— Сделаю, господин! — Пресловутый Персей, на героя мифов не тянущий хотя бы своими физическими кондициями, не без опасений приблизился ко мне. — Господин чужак, позвольте уточнить… — Он начиркал что-то на дощечке, раскрыв мне глаза на назначение сих предметов обихода. — … вы можете это прочесть?
Я посмотрел на дощечку, на которой были накорябаны ровно два слова: «Первый Город». Кивнув, ткнул пальцем в город за спиной местного писца, и тот обрадованно улыбнулся:
— А писать? Вы умеете писать? — Персей протянул мне дощечку и ножичек, предварительно соскаблив с неё текст обратной стороной ножа: там оказалась специальная хреновина, под такое дело приспособленная.

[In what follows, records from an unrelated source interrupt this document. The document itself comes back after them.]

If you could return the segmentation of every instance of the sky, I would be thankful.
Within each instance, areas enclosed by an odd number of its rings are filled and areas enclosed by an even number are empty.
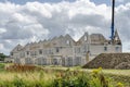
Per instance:
[[[26,45],[86,32],[110,37],[112,0],[0,0],[0,52],[10,54]],[[116,0],[115,28],[122,51],[130,52],[130,0]]]

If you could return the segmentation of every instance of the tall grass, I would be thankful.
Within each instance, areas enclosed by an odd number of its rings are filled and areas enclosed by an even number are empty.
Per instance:
[[[14,67],[0,73],[0,87],[123,87],[121,83],[113,84],[113,79],[104,76],[102,69],[87,73],[69,69],[54,71],[35,67],[32,71],[25,71],[29,69],[28,65]]]

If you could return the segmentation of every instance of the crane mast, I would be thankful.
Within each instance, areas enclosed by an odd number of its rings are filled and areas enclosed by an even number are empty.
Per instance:
[[[110,36],[112,40],[114,40],[114,30],[115,30],[114,15],[115,15],[115,0],[113,0],[113,5],[112,5],[112,36]]]

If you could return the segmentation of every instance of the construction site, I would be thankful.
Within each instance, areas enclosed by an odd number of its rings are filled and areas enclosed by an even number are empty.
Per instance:
[[[122,53],[122,44],[115,29],[115,0],[112,5],[110,33],[110,39],[102,34],[84,33],[78,41],[70,35],[61,35],[25,46],[17,45],[10,57],[18,64],[130,69],[130,54]]]

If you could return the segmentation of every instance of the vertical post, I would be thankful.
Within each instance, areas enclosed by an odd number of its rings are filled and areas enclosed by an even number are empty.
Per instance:
[[[115,0],[113,0],[112,5],[112,40],[114,39],[114,12],[115,12]]]

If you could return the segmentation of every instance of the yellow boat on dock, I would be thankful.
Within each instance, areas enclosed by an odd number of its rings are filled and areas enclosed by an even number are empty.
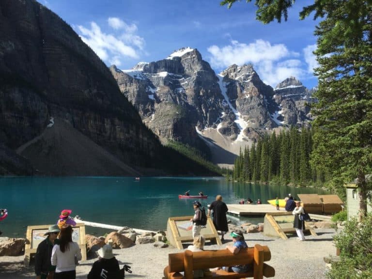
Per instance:
[[[274,206],[276,206],[277,205],[275,204],[275,201],[276,200],[269,200],[267,201],[267,202],[271,204],[272,205],[274,205]],[[285,200],[279,200],[279,207],[283,207],[283,208],[285,207]]]

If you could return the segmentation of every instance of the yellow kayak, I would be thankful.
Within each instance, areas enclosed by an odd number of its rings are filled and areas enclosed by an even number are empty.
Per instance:
[[[267,202],[271,204],[272,205],[274,205],[274,206],[276,206],[277,205],[275,204],[275,201],[276,200],[269,200],[267,201]],[[279,201],[279,207],[285,207],[285,200],[278,200]]]

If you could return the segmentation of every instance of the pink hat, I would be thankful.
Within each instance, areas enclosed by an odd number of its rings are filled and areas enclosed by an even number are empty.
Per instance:
[[[66,218],[68,217],[68,216],[71,214],[72,210],[71,209],[63,209],[61,212],[61,215],[60,215],[60,218]]]

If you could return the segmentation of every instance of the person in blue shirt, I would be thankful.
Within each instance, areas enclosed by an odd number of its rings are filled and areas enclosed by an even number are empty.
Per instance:
[[[248,246],[244,240],[244,236],[240,232],[232,232],[230,235],[232,237],[232,246],[228,246],[226,248],[234,254],[237,254],[241,249],[247,249]],[[233,266],[224,266],[222,269],[226,271],[233,271],[236,273],[247,272],[249,268],[248,264],[240,264]]]

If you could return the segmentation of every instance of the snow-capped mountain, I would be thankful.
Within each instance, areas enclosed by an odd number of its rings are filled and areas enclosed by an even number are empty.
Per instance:
[[[310,120],[306,102],[311,93],[295,78],[274,90],[250,64],[232,65],[217,75],[191,47],[131,70],[110,69],[143,122],[163,140],[199,148],[206,142],[236,154],[273,129]],[[229,162],[219,162],[231,163],[233,156],[226,157]]]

Я же, воткнув факел меж камней, принял писчие принадлежности и, задумавшись на секунду, начал… писать, да. На общем языке обозначить своё имя и то, что я игрок оказалось совсем несложно, что меня бесспорно радовало. Потому что оказаться способным писать только на зачатках тролльего, узнанного из «букваря»… Для претендента на неплохое высшее образование это было бы позором.
— Оз, Игрок… Капитан! — Писчий обернулся, замахав дощечкой усатому. — Это игрок!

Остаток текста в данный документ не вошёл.